Translation:Meine Mutter schwimmt mehr als mein Vater.
10 Comments
Is it not all nominative? (Not being sarcastic, my grammar education was pathetic) To my understanding, the direct object gets the accusative. The father isn't being "verbed" in this sentence, therefor not the direct object, and the mother isn't doing something to or for the father, so he isn't the indirect object, therefor not dative. And it isn't genitive. Default tells me it's nominative. (?)

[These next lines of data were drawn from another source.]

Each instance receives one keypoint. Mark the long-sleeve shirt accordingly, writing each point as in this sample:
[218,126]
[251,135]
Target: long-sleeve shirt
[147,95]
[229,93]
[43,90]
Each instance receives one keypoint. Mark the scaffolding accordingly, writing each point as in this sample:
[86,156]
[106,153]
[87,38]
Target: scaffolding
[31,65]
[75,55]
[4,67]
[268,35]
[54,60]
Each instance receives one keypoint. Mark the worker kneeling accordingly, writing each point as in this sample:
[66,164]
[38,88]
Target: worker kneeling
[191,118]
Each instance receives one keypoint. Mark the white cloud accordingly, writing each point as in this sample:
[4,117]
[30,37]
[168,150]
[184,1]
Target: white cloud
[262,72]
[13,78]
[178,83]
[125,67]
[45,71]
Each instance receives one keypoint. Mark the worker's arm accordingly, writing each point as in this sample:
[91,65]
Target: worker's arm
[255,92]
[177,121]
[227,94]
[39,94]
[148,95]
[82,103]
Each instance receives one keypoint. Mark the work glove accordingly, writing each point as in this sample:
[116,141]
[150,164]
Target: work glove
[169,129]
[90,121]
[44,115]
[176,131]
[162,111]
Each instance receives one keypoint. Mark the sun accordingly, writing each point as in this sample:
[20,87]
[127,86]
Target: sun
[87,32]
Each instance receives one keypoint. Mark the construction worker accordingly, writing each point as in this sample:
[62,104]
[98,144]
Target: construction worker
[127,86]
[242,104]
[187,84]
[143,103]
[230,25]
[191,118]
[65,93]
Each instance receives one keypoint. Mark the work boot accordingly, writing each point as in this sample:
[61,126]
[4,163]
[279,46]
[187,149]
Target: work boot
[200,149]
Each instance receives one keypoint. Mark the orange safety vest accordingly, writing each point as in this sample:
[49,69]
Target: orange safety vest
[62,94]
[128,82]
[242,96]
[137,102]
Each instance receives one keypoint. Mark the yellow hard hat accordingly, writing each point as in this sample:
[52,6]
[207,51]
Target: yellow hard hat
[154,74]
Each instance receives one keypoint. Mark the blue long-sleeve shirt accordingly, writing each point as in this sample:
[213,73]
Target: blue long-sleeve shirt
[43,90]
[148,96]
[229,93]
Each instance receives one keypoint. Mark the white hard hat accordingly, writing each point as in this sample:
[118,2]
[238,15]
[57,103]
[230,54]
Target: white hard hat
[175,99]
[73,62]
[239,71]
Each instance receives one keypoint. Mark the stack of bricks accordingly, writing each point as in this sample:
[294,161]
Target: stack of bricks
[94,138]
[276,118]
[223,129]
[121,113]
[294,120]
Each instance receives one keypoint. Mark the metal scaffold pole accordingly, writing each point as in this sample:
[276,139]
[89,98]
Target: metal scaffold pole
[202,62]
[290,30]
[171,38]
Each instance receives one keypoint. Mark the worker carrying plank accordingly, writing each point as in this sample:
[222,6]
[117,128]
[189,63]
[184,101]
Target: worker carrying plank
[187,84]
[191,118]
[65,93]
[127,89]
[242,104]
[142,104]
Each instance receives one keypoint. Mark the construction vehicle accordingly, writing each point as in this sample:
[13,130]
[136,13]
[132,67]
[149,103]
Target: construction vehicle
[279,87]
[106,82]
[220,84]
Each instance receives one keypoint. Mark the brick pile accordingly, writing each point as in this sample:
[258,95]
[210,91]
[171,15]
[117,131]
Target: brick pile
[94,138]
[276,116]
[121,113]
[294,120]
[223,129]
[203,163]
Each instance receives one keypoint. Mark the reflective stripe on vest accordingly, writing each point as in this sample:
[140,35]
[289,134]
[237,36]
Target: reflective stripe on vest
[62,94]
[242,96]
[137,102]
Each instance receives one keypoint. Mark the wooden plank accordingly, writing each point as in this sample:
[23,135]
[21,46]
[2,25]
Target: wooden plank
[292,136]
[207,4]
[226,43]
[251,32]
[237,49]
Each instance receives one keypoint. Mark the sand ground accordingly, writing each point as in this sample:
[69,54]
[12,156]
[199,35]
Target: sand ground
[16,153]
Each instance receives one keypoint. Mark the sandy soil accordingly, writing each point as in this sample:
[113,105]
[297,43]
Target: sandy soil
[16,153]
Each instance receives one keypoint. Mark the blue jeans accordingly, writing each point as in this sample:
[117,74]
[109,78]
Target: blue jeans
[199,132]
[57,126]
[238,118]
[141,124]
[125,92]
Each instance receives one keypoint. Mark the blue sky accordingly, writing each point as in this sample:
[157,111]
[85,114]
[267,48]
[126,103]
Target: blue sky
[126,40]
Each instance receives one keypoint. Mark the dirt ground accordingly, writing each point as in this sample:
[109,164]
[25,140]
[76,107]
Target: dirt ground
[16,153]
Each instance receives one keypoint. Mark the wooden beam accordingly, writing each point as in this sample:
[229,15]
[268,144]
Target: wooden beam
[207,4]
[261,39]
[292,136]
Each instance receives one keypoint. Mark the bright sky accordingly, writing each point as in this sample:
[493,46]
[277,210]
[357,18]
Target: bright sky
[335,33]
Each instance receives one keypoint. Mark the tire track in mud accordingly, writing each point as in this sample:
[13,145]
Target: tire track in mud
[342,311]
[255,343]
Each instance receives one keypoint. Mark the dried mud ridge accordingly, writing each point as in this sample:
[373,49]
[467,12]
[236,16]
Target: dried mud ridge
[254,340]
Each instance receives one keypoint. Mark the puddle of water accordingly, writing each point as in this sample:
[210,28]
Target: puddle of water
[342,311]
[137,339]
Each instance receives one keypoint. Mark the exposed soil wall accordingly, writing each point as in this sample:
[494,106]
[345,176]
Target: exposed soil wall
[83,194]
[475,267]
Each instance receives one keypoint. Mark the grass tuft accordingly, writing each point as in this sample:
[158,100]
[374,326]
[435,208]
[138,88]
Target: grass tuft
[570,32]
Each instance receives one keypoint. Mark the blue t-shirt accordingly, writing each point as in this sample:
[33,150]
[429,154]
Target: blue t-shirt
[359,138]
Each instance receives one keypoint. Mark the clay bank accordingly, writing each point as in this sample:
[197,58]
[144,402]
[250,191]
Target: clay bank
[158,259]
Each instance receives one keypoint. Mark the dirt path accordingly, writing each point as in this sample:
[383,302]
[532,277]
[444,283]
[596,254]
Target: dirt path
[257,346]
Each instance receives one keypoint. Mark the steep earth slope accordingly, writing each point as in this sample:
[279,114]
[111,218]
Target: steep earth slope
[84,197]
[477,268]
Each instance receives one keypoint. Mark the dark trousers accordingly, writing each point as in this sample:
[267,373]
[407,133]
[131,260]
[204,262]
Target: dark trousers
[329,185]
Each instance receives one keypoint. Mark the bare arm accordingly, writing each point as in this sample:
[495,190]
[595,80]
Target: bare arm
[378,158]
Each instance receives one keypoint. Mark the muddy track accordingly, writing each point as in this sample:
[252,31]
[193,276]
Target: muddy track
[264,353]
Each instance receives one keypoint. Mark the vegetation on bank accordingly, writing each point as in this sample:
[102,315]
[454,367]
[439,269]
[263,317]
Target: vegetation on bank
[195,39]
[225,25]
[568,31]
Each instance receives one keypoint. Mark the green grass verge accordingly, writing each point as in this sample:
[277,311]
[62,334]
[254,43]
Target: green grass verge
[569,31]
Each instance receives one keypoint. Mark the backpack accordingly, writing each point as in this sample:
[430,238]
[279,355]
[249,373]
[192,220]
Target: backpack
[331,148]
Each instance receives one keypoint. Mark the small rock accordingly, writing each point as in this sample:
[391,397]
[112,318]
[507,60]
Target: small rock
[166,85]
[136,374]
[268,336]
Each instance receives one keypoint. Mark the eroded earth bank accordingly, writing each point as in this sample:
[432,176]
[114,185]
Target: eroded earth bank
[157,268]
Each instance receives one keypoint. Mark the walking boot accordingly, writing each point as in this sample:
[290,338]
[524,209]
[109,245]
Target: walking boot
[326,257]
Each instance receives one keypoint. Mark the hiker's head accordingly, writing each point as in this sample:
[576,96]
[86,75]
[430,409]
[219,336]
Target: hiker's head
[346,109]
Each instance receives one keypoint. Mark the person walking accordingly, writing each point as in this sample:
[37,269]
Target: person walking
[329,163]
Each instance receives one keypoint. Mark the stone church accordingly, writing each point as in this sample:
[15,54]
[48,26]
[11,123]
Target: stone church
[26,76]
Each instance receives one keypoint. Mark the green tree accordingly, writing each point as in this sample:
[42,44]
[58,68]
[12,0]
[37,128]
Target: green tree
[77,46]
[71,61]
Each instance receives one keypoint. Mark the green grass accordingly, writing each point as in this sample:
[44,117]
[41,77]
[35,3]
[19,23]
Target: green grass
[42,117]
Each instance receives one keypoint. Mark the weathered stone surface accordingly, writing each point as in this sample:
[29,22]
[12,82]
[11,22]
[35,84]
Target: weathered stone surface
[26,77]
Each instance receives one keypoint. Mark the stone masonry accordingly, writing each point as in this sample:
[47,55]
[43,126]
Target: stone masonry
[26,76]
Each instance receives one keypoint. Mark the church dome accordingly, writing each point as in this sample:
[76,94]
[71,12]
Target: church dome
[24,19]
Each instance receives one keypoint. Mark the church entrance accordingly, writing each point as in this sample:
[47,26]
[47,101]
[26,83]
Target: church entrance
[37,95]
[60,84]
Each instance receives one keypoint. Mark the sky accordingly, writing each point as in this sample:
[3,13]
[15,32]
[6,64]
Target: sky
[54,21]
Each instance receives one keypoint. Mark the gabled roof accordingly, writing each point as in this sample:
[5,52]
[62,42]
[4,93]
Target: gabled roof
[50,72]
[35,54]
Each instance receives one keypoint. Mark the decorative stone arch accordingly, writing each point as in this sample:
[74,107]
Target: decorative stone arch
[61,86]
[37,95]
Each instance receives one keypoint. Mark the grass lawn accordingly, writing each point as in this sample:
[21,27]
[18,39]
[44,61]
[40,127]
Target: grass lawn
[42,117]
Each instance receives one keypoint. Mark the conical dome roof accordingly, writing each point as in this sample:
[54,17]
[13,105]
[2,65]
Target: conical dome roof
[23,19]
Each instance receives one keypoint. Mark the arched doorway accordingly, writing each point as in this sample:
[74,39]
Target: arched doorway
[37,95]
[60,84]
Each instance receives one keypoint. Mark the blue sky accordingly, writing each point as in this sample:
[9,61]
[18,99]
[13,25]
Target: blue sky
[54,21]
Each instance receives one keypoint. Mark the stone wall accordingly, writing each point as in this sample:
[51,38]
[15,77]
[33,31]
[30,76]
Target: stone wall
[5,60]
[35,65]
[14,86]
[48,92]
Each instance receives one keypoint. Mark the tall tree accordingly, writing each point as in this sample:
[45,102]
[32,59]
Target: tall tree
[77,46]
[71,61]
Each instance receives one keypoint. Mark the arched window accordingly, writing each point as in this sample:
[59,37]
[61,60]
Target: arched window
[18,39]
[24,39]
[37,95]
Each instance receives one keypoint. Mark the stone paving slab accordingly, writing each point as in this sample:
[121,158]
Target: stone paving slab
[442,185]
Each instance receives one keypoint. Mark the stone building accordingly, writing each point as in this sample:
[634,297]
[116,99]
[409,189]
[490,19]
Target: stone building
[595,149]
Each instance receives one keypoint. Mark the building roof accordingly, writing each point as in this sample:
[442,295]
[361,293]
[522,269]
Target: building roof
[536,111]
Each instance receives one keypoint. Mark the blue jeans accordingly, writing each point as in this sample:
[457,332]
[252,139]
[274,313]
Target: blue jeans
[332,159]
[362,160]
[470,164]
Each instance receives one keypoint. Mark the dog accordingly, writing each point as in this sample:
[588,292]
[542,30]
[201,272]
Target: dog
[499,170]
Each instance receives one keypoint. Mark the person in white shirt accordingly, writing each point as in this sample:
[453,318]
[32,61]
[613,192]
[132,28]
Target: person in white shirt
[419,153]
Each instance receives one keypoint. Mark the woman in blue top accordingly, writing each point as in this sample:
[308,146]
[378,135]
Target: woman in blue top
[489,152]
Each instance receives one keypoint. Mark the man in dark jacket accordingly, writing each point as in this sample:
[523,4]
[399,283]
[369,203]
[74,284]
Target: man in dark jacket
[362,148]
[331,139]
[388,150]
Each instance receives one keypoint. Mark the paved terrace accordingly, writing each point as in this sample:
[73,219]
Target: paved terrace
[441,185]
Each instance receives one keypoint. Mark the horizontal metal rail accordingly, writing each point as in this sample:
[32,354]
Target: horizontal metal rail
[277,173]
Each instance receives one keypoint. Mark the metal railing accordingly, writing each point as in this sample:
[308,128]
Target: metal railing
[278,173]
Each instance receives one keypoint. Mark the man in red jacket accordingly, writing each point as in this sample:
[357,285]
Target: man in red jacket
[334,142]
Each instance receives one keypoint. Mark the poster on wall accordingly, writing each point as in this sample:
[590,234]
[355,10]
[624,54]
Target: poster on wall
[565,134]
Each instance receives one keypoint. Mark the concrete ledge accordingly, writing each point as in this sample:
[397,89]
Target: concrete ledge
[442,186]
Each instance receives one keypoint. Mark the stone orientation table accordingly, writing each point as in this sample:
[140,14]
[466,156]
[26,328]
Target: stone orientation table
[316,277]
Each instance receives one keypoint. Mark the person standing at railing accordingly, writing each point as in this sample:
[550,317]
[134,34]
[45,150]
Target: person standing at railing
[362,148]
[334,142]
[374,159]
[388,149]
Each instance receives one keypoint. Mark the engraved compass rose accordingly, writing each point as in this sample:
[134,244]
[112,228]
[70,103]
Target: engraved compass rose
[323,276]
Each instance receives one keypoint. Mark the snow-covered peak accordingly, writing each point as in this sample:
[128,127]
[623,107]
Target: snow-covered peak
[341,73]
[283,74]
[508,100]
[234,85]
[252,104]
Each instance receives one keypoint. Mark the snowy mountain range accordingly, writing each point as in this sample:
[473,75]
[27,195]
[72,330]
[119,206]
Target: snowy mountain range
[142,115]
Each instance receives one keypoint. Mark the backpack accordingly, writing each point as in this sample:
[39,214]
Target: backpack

This is difficult for Anglophones because in english both "than I/he/she/we/they" and "than me/him/her/us/them" are accepted (subjective and objective cases). However, only the former is correct, and it seems to be the same in German. Remeber that in "my mother swims more than my father (swims)", "swims" is implied, and so "my father" is a subject, not an object.
"The comparison of adjectives and adverbs in German: No matter how long the adjective or adverb, German always adds -er ("schöner", "interessanter"). Never use mehr for this purpose. Adjective endings follow the -er. Of course, adverbs and predicate adjectives take no endings."
http://www.dartmouth.edu/~german/Grammatik/Comparatives/Comparatives.html
617
That would be a translation for "My mother swims more than my papa".
A quite an unlikely sentence in either language, mixing more formal Mutter/mother with more informal Papa/papa. Unless, perhaps, the speaker wants to emphasize the different levels of respect and affection for each parent.